The following anticancer therapies were prohibited during the study period because of their potential effects on the assessment of the present clinical study: hormone therapy, immunotherapy, chemotherapy, radiotherapy, surgery, and systemic steroid therapy.
Tumor lesions were monitored at screening, within 10 weeks (± 3 weeks) after the date of first administration, and every 6 weeks (± 3 weeks) after the date of previous monitoring of the lesions thereafter. The date of monitoring could be rescheduled as needed when a deterioration in disease status was suspected. Tumor response was assessed according to Response Evaluation Criteria in Solid Tumors version 1.1 . Best overall response was determined based on the following criteria: complete response (CR), partial response (PR), PD, SD, and not evaluable (NE). TTF was defined as the time from enrollment to treatment discontinuation in ISMT due to any causes including disease deterioration, treatment-related adverse events (AEs), and death. PFS was defined as the time from enrollment to an event (death or deterioration, whichever earlier) in ISMT. Overall survival (OS) was defined as the time from enrollment to any confirmed all-cause death in ISMT.
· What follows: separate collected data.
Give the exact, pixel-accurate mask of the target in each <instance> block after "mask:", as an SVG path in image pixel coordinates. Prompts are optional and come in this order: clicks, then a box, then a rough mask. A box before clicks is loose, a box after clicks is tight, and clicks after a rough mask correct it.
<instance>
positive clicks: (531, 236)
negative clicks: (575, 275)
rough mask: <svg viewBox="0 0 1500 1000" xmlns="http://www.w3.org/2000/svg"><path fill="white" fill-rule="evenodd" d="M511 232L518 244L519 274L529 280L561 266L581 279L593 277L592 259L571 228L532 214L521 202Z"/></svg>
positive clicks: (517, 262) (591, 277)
AEs were graded according to the Common Terminology Criteria for Adverse Events, Japanese version 4.0 . AEs of the worst grade were recorded. Peripheral neuropathy was assessed for its time of development and severity, and the QOL of patients in ISMT was evaluated according to the Functional Assessment of Cancer Therapy/Gynecologic Oncology Group-Neurotoxicity (FACT/GOG-Ntx) questionnaire .
The present study was subjected to the per-protocol analysis. Continuous variables are expressed as mean ± SD or counts and percentage, while categorical variables as median and interquartile range. The Kaplan-Meier estimates (median with 95% CI) were calculated for TTF, PFS, and OS. Descriptive statistics were calculated to assess safety data. Patients were analyzed on an intent-to-treat basis, and those who received at least one investigational drug were analyzed for safety.
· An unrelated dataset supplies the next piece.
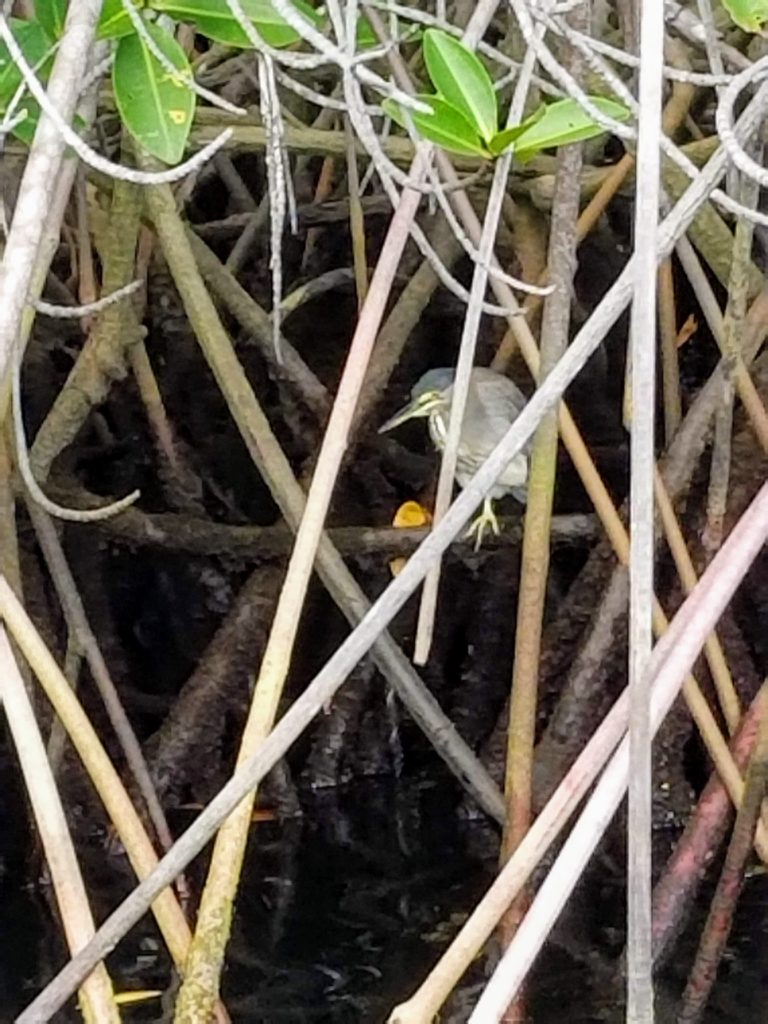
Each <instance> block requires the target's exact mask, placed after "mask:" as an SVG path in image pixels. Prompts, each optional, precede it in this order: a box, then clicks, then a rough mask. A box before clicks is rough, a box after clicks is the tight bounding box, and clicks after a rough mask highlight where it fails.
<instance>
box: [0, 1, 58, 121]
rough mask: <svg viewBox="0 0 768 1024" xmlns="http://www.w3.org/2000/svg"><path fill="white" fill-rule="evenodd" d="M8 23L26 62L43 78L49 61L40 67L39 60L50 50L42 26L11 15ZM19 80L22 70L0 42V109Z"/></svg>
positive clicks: (9, 100)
In our prior clinical study , median TTF for the PB regimen was 6.2 months (95% CI: 4.2–8.3). Therefore, we established an expected TTF of 9.0 months and a threshold TTF of 6.2 months in patients with MBC whose response to treatment is SD or better after 3 cycles (2.8 months) of the PB regimen. During the entry and follow-up periods of 24 months and 12 months, respectively, 51 patients will endow the study with 80% power at an α level of 0.05. The target number of patients was set to 53 in consideration of patients who might be excluded from analysis due to ineligibility. A two-tailed p-value of < 0.05 was considered statistically significant. Wilcoxon’s signed rank test was conducted to test differences between the pre- and post-treatment scores of the FACT/GOG-Ntx questionnaire. All statistical analyses were made using SPSS version 19 (IBM, Armonk, NY).